A particularly lovely moment in evaluating the exhibition came when one of the trainees observed two couples who came separately and did not know each other, but began to talk about the exhibition and then continued around the museum together. These types of comments and observations make me feel so proud of everything that Worcester City Art Gallery and Museum achieves and highlights what exhibitions can bring to the local community.

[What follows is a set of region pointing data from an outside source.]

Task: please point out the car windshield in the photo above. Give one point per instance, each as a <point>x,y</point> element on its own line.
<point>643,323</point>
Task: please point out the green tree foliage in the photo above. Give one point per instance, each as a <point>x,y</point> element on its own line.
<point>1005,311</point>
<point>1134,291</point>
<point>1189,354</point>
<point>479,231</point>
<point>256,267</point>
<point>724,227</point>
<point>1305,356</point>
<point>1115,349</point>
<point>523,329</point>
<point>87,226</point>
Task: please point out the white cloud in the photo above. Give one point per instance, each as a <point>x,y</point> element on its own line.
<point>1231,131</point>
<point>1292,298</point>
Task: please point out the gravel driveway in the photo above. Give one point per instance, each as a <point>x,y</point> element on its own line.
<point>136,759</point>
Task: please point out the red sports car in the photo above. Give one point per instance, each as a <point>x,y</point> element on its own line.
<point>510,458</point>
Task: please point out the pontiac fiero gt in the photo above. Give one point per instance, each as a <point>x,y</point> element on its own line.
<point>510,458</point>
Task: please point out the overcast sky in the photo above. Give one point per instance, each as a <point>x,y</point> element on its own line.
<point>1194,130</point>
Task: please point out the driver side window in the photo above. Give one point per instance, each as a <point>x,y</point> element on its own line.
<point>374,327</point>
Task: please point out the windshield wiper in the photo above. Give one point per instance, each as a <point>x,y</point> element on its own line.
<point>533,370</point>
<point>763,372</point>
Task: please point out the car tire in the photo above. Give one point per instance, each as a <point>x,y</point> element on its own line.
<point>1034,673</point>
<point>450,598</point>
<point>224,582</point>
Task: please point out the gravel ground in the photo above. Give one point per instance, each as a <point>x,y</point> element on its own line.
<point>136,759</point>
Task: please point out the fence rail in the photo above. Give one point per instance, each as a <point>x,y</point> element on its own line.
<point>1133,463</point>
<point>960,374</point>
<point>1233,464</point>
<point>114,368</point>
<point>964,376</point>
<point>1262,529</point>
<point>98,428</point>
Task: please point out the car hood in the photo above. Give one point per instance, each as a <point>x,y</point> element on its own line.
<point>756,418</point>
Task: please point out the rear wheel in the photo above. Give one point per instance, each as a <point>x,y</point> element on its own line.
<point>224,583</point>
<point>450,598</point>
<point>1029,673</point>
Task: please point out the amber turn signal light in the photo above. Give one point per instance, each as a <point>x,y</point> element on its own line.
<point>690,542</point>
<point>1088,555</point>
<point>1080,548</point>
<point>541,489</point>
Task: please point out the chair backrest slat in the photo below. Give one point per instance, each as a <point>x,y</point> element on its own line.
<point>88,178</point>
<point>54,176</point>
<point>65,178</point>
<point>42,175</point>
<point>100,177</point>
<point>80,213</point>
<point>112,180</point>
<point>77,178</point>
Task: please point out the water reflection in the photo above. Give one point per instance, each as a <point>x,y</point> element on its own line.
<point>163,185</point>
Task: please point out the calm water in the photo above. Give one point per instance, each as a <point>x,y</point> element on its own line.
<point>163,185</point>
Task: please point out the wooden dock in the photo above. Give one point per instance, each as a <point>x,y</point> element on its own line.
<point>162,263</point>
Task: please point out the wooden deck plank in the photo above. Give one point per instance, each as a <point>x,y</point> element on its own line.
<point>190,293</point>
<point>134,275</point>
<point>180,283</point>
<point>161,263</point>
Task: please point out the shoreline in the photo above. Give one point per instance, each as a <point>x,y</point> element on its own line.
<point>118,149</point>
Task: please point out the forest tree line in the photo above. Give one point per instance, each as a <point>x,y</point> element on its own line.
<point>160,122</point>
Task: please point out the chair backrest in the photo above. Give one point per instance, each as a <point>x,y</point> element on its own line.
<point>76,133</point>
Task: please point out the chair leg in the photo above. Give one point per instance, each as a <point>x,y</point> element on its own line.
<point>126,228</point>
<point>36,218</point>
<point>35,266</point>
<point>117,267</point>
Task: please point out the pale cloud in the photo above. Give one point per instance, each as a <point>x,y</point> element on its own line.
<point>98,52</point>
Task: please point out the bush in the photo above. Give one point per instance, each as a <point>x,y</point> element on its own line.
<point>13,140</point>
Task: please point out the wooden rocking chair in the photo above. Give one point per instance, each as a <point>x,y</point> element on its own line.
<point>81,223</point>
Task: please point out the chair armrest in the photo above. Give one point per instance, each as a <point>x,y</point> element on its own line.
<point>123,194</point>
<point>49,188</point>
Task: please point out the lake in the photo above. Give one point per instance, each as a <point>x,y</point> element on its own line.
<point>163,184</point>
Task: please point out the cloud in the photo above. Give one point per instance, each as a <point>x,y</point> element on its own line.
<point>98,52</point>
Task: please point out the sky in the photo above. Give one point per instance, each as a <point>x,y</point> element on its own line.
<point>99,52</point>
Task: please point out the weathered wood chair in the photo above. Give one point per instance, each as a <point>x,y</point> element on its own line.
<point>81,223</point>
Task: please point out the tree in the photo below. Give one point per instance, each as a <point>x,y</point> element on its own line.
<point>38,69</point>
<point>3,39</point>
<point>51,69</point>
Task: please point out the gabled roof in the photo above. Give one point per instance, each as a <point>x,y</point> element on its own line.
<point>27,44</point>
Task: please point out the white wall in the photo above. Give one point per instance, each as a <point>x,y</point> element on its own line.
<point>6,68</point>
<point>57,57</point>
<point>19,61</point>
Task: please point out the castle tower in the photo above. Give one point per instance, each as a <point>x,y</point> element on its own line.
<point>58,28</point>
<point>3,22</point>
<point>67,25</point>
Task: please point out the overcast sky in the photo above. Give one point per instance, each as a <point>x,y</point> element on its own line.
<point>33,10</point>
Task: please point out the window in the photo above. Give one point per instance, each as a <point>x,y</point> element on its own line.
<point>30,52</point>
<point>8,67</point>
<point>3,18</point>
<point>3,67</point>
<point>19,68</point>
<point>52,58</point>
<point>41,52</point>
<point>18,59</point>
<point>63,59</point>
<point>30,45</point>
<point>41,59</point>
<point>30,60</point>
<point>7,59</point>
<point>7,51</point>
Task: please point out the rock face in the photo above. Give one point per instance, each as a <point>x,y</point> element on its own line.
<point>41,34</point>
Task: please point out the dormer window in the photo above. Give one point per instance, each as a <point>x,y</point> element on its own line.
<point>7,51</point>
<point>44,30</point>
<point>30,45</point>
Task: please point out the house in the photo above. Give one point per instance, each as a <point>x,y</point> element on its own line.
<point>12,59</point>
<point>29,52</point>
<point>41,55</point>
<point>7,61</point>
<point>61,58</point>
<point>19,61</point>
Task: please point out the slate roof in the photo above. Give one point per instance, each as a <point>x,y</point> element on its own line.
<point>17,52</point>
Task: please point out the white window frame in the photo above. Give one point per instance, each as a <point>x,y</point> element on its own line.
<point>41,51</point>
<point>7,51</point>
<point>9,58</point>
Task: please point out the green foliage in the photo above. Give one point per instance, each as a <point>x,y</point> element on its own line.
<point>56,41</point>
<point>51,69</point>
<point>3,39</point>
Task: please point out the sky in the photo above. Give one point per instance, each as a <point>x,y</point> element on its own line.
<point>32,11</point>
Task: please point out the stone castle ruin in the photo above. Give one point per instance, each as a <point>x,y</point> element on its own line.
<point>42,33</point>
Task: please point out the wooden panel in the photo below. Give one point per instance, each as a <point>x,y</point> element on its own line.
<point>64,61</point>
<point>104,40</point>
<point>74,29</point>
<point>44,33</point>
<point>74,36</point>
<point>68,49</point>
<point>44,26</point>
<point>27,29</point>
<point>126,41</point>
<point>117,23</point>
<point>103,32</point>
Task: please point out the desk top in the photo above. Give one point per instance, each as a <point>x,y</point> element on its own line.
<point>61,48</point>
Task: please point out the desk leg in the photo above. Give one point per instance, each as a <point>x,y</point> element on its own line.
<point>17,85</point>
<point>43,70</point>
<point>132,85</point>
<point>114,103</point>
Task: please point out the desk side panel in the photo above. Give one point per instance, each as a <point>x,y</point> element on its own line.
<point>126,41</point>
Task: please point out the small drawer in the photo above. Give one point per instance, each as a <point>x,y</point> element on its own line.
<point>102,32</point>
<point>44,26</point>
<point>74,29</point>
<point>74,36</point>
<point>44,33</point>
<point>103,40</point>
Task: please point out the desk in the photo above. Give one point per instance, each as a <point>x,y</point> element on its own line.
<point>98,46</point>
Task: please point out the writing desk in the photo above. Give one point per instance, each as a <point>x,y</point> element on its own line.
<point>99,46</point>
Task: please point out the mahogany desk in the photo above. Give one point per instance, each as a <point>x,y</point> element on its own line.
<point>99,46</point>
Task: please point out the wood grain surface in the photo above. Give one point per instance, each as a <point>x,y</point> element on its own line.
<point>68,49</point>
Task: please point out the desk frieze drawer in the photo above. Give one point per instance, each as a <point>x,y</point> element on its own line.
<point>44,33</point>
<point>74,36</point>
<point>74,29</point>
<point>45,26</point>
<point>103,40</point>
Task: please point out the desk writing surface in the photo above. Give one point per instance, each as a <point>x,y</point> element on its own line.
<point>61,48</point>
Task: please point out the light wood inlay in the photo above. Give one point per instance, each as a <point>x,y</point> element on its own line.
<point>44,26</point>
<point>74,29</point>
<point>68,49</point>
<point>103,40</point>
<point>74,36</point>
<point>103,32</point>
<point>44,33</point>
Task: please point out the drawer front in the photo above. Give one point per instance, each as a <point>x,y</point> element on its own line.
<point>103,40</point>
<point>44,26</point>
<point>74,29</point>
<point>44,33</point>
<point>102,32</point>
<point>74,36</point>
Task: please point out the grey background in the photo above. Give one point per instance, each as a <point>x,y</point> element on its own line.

Evaluating my learning while working on Stanhope Forbes’ England has also filled me with pride, in both my own achievements and in the people I work with. I was offered a rare combination of freedom and support from the team here at MAG, which I believe significantly fast-tracked my learning. Curating Stanhope Forbes’ England offered me an in-depth understanding of the complex processes behind loans based exhibitions including project management; securing Government Indemnity insurance; arranging transportation and packaging; managing environmental conditions; planning an exhibition hang; writing interpretation, marketing materials and a companion publication; as well as giving public talks and tours.
I am aware what an incredible privilege this is at such an early stage in my career and the benefits I have gained do not only lie in this widened skills set, but have also had tangible results as I have been offered ongoing curatorial work at Museums Worcestershire. I have also been awarded a position on the British Arts Network’s Early Career Curators Group (supported by Arts Council England and Tate) for the next two years which includes a professional development bursary. I hope to use these opportunities to continue bringing great exhibitions to Worcester and to continue developing as a heritage professional.